24 June, 2024•6 minute read

Conventional changelogs suck

"Conventional commits" are a (pseudo)standard for authoring Git commit messages. Following this standard yields semi-structured commit message that can be consumed by tooling. Here’s an example conventional commit message, which communicates the addition of a new feature:

feat(api): add an id to each incoming request

Conventional commits begin with a “type” and a scope, followed by a colon and a short descriptive message. A longer body can be included so long as it is separated from the first line of the commit with two newlines.

There’s also some special syntax for highlighting breaking changes. Here is one such commit message:

chore!: remove support for Node 10

Conventional commits are pretty nice when your team is bought in on the convention and has the discipline to make lots of small atomic commits. It’s really helpful being able to immediately see where breaking changes were introduced, and there is cool tooling available to automatically bump your project’s version according to semver based on your conventional commit log.

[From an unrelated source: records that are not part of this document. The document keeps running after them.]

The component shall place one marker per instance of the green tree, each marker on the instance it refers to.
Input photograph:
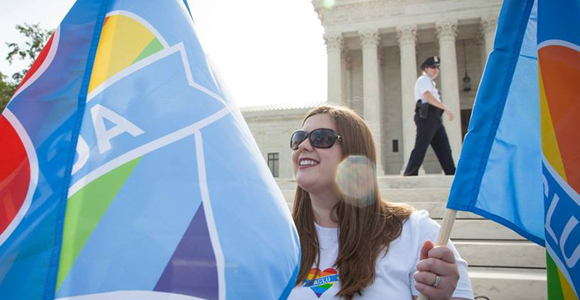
(35, 39)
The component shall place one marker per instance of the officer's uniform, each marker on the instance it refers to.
(430, 129)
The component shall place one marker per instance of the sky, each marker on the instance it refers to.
(267, 51)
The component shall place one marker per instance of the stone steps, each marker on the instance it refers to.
(503, 265)
(508, 283)
(481, 229)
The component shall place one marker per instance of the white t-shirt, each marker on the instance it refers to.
(394, 272)
(425, 84)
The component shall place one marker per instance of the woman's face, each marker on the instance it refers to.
(315, 168)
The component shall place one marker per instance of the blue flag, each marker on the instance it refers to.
(131, 174)
(520, 164)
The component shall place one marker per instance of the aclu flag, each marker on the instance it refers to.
(127, 173)
(559, 65)
(520, 163)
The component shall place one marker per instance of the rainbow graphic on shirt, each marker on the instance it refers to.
(559, 76)
(321, 281)
(120, 171)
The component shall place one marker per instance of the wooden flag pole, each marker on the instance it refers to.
(444, 234)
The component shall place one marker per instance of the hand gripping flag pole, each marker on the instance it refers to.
(444, 234)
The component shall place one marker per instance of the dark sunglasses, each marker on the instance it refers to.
(322, 138)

Where things start to go a little off the rails, however, is when people try to generate changelogs off their conventional commits. Much like microfrontends it’s one of those things that sounds like a good idea at first, but turns out pretty badly

Commit history shouldn't be used to generate release notes

One of these tools is called conventional-changelog. The problem with this tool and others like it is that they fundamentally misunderstand the purpose of commit history.

Commit messages are an internal-facing log of what changed. The target audience of any commit message you author are the other engineers on your team. Most commit messages are simply a short summary of what changed in the commit, and understanding these summaries generally requires the reader to have context about the rest of the codebase.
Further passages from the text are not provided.